Finally, we assayed all four variant types (alleles G and C at position 477, alleles A and T also at position 477, alleles C and A at position 478 and alleles G and A at position 328) by isostoichiometrically mixing appropriate combinations of reannealed molecules. We observed contributions from each relevant base from all variant pairs, suggesting that Diff-seq can identify multiple variant types in a complex mixture of molecules (Figure 2C).

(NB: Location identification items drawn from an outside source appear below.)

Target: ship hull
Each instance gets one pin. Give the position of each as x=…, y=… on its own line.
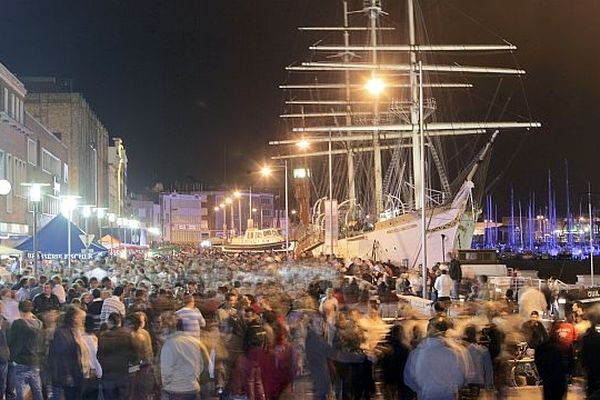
x=399, y=239
x=256, y=248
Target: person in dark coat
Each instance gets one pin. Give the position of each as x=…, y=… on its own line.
x=455, y=272
x=45, y=301
x=552, y=369
x=4, y=354
x=65, y=356
x=115, y=352
x=392, y=366
x=318, y=354
x=590, y=348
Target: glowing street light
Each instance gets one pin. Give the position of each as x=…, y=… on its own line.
x=67, y=205
x=375, y=86
x=303, y=144
x=238, y=195
x=5, y=187
x=266, y=170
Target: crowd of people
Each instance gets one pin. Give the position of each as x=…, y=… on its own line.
x=206, y=325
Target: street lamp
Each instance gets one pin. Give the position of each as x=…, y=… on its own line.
x=303, y=144
x=375, y=85
x=238, y=195
x=266, y=171
x=35, y=197
x=67, y=205
x=5, y=187
x=86, y=213
x=222, y=206
x=100, y=214
x=230, y=203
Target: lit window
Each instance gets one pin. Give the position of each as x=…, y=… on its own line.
x=31, y=151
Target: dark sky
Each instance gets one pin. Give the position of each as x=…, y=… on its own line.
x=189, y=84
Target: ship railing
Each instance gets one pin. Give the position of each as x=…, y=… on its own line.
x=500, y=284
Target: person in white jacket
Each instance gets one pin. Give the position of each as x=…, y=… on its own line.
x=182, y=360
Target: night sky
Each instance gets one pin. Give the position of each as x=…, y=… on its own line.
x=191, y=86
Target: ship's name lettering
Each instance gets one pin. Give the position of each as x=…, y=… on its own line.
x=402, y=229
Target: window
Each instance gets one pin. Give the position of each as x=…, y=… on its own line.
x=31, y=151
x=9, y=177
x=20, y=176
x=50, y=163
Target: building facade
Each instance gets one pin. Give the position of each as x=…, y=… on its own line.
x=184, y=217
x=117, y=177
x=46, y=164
x=28, y=153
x=226, y=221
x=69, y=117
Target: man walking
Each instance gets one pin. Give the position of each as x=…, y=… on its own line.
x=45, y=301
x=190, y=316
x=113, y=304
x=455, y=272
x=181, y=363
x=443, y=285
x=24, y=341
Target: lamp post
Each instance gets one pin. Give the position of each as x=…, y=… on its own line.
x=35, y=197
x=86, y=213
x=267, y=171
x=68, y=204
x=122, y=223
x=229, y=202
x=112, y=217
x=222, y=206
x=100, y=214
x=238, y=196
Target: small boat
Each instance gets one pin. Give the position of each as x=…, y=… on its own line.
x=258, y=240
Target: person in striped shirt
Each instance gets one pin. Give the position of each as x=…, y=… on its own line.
x=190, y=316
x=113, y=304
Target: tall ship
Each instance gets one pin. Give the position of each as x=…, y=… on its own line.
x=389, y=136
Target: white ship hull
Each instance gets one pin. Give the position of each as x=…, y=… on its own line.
x=399, y=239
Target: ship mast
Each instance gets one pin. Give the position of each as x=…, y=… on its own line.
x=350, y=155
x=418, y=180
x=374, y=12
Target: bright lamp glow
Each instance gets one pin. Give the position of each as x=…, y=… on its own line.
x=375, y=86
x=266, y=171
x=86, y=211
x=5, y=187
x=67, y=205
x=303, y=144
x=35, y=193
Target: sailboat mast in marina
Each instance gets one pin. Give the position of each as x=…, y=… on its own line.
x=397, y=191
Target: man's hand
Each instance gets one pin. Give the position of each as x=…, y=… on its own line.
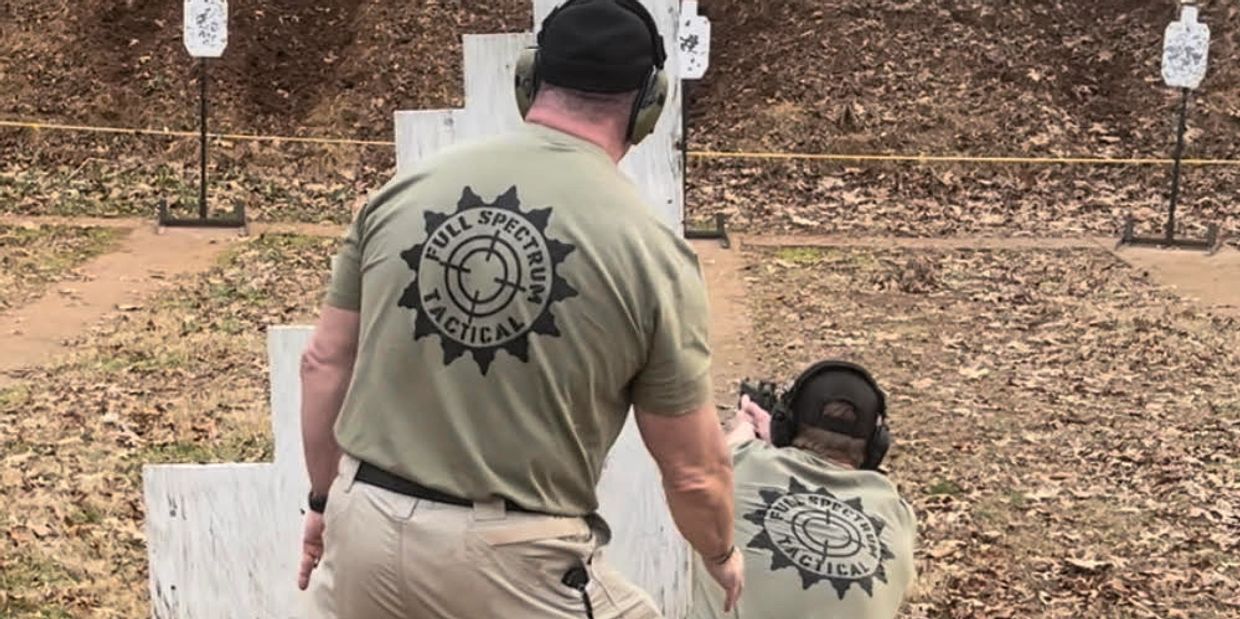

Diff-seq application to viral sequences

We next applied Diff-seq to viral genome-derived sequences, in order to determine our ability to identify multiple variants within a single DNA molecule, at a range of abundances (Figure 3, Supplementary Table S1). First, we applied Diff-seq to two HIV clones of size 2.7 kb, that originated from a single individual before and after treatment with antivirals (Figure 3AD). The two clones differ at 59 positions, all of which are SNPs (with 11 located within 2 nucleotides of other SNPs). One clone was mixed with the other at varying relative abundances: 50%, 10%, 5%, 1%, 0.5%, 0.1%, 0.05%, 0.01% and 0%. We observed substantial signal when the minority clone is present at as low as 5% frequency, with substantial signal degradation upon further dilution, though some variants still give Diff-seq coverage at even lower frequencies (Figure 3A).

Figure 3.

Figure 3.

Differential sequencing application to viral genomes. (A) Differential sequencing libraries derived from a mixture of 2 viral clones were prepared as described in Figure 1 and sequenced on an Illumina MiSeq. The Diff-seq coverage frequencies, aggregated across both strands, are shown for a series of experiments where the contribution of the rare variant ranges from 50% to 0. Panels B–D focus on the 5% rare clone frequency dataset. (B and C) The log2 differential Diff-seq coverage between the 5% rare variant frequency and the control datasets were plotted against the log2 Diff-seq coverage per position for all positions of the template, considering (B) all and (C) the minor alleles. (D) ROC curves for the polymorphic sites called using different variables as predictors. The variables used are the sums of the per strand Diff-seq coverage enrichment scores per position (see text for details). (E and F) ROC curves for the sums of the per strand minor allele Diff-seq coverage enrichment scores per position, for PCR amplified viral population samples after Diff-seq application. (E) The sample corresponds to PID 5248 (8). The consensus sequence served as control and as a high-frequency variant, within which the population was diluted to 20%. (F) The sample corresponds to PID 30269 (8).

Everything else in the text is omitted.